L’employeur qui découvre que le salarié est en situation irrégulière peut rompre son contrat de travail sur ce seul motif.
L’irrégularité de la situation d’un travailleur étranger est une cause objective qui justifie la rupture de son contrat de travail [6]. Il s’agit là d’un rappel d’une jurisprudence antérieure [7].
En revanche, elle n’est pas constitutive en soi d’une faute grave, ce qui exclut toute retenue sur salaire au titre d’une mise à pied conservatoire, ainsi que le licenciement pour faute grave sur ce seul motif.
En l’espèce, le salarié avait été mis à pied à titre conservatoire, avec une retenue de salaire correspondante, puis licencié pour défaut de titre de séjour.
Le seul grief reproché au salarié était de ne pas avoir produit, en dépit de mises en demeure, de titre de séjour valable l’autorisant à travailler. Aucune faute grave n’était invoquée par l’employeur à l’appui du licenciement.
La cour d’appel a débouté le salarié de sa demande en paiement d’un rappel de salaire pour la période de mise à pied conservatoire antérieure au licenciement.
La Cour de cassation censure l’arrêt rendu par la cour d’appel qui aurait dû faire droit à la demande du salarié : ce dernier devait bénéficier du paiement du salaire pour la période de mise à pied conservatoire antérieure à la rupture du contrat de travail, dans la mesure où l’employeur n’avait invoqué aucune faute grave à l’appui du licenciement.
La mise à pied conservatoire permet à l’employeur de suspendre provisoirement l’activité d’un salarié dont la présence pourrait nuire à l’entreprise.

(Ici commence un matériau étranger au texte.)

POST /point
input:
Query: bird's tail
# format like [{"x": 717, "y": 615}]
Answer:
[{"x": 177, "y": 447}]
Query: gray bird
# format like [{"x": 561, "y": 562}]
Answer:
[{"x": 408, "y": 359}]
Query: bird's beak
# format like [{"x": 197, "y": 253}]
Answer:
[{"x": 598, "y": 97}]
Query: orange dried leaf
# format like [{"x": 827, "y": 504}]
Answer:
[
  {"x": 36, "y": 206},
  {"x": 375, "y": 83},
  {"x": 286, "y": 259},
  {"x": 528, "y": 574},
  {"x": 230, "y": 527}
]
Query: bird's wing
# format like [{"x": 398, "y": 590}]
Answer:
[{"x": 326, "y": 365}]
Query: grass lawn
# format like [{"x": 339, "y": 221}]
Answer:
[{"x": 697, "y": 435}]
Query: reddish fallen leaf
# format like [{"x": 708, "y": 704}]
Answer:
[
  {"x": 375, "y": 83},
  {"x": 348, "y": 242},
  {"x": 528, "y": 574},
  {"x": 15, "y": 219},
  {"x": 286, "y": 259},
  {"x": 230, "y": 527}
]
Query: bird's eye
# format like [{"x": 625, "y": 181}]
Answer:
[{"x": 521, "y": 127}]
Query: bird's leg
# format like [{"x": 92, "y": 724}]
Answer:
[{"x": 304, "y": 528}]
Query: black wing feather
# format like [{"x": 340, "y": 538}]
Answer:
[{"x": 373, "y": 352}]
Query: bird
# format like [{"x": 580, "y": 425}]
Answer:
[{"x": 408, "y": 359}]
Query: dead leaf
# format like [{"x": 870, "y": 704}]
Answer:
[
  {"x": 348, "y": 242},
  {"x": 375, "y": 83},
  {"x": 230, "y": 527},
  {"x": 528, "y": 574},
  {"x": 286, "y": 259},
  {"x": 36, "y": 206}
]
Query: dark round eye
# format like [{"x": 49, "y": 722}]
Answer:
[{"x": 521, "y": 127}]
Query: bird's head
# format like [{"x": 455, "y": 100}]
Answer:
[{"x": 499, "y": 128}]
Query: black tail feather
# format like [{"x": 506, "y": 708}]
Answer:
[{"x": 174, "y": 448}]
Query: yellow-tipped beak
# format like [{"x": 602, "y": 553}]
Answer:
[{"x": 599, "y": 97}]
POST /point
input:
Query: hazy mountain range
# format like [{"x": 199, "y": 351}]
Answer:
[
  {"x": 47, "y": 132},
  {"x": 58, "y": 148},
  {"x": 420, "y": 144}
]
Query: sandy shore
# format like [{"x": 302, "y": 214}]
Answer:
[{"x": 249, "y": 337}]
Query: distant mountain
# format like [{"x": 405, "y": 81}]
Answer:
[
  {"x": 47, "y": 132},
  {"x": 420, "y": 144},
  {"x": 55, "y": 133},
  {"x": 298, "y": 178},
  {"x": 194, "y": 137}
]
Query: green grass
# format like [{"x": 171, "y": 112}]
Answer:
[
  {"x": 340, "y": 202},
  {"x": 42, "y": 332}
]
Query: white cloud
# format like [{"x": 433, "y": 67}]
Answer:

Si elle peut être prononcée, sans être suivie d’un licenciement pour faute grave ou lourde, elle doit dans ce cas être rémunérée. Seul le licenciement fondé sur une faute grave ou lourde dispense l’employeur de son obligation de paiement du salaire afférent à la période de mise à pied conservatoire [8].
Quant à la situation irrégulière d’un travailleur étranger, elle ne constitue donc pas en soi une faute grave, mais uniquement une cause objective de rupture du contrat de travail.
L’employeur qui entend invoquer une faute grave distincte de la seule irrégularité de l’emploi doit en faire état dans la lettre de licenciement [9].
A défaut, la situation irrégulière d’un salarié étranger ne permet ni de le licencier pour faute grave, ni d’opérer une retenue sur son salaire sur le fondement d’une mise à pied conservatoire.
La faute grave peut par exemple être retenue lorsqu’une fraude est reprochée au salarié, qui avait fourni un faux titre de séjour lors de son embauche et pour se maintenir dans l’emploi, alors que l’employeur n’avait pas commis de faute
« dans la vérification du titre de séjour apparemment régulier et dont la fausseté n’est apparue que lors de la demande de confirmation du caractère régulier de son titre de séjour après renouvellement » [10].
Une vigilance accrue est attendue des employeurs en matière de vérification des titres de séjour des salariés étrangers… et de rédaction de la lettre de licenciement.